The Notification center was kind of a big deal too. Borrowing a page from Android, iOS added a pull-down shade that held recent notifications, but quick toggles were a few updates away. Twitter was made a native app and integrated into the OS. Fans would have been happier with Facebook, but iOS 5.0 let them tweet from Safari, Photos, Camera and a few other apps.

Version 6.0: Maps

Fans got their Facebook integration with iOS 6.0 and Siri extended its consciousness to the iPad. Multiple car manufacturers announced they'll be adding a button that can call Siri into action from the steering wheel. FaceTime was allowed to use mobile data and Apple unified users' FaceTime and iMessage IDs.

The new Maps

The biggest noise would surround an old new feature – Maps. Previous incarnations used Google data, but increased competition with Google's Android led Apple to create a new app from scratch. The company quickly learned that such an endeavor takes years to perfect – Maps was initially lacked features and was inaccurate, becoming the butt of so many jokes.

Version 7.0: Going flat

Microsoft popularized a flat interface design, a polar opposite of skeumorphic 3D designs of the past. Android quickly followed suite, while Apple kept its leather, wood and metal textured apps until 2013 and iOS 7.The new look completely replaced the old, it brought new icons, wallpapers, native apps.

New lockscreen and app drawer

It also changed the way multitasking works, letting apps do more work in the background and was clever about when to let apps do work, learning from your habits.

Siri got smarter too, borrowing the card-based interface from Google Now and tapped into Twitter, Wikipedia and Bing to answer your questions.

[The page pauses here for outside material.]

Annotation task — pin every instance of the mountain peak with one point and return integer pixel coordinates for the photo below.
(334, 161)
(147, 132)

The Notification center from v5.0 was joined by the Control center, which housed quick toggles. It also introduced AirDrop, a simple way to share files between Apple devices, without the need for NFC. Meanwhile, FaceTime got an audio-only option to complete Internet-communication functionality of iOS.

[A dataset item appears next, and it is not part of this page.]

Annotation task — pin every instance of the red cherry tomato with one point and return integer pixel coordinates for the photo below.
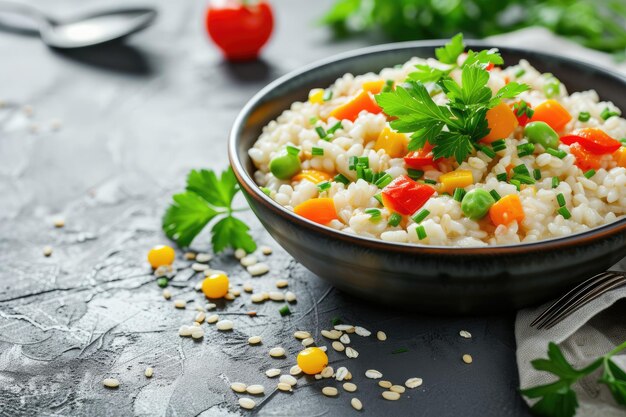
(240, 30)
(592, 140)
(405, 196)
(585, 160)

Version 8.0: Handoff & HealthKit

Apple was adopting features and designs popularized by other companies, now it was time to show them something new. The new Handoff feature worked with the new Mac OS X Yosemite and allowed users to move tasks between their iPhone and their Mac – calls, messages, swapping files and so on.

Okay, iOS 8.0 wasn’t completely new, it added things like third-party keyboards, which Android has had for ages.

The new OS introduced HealthKit, days before Google unveiled Fit. It also opened the fingerprint tech of Touch ID to developers and pooled Apple's cloud services into one iCloud Drive.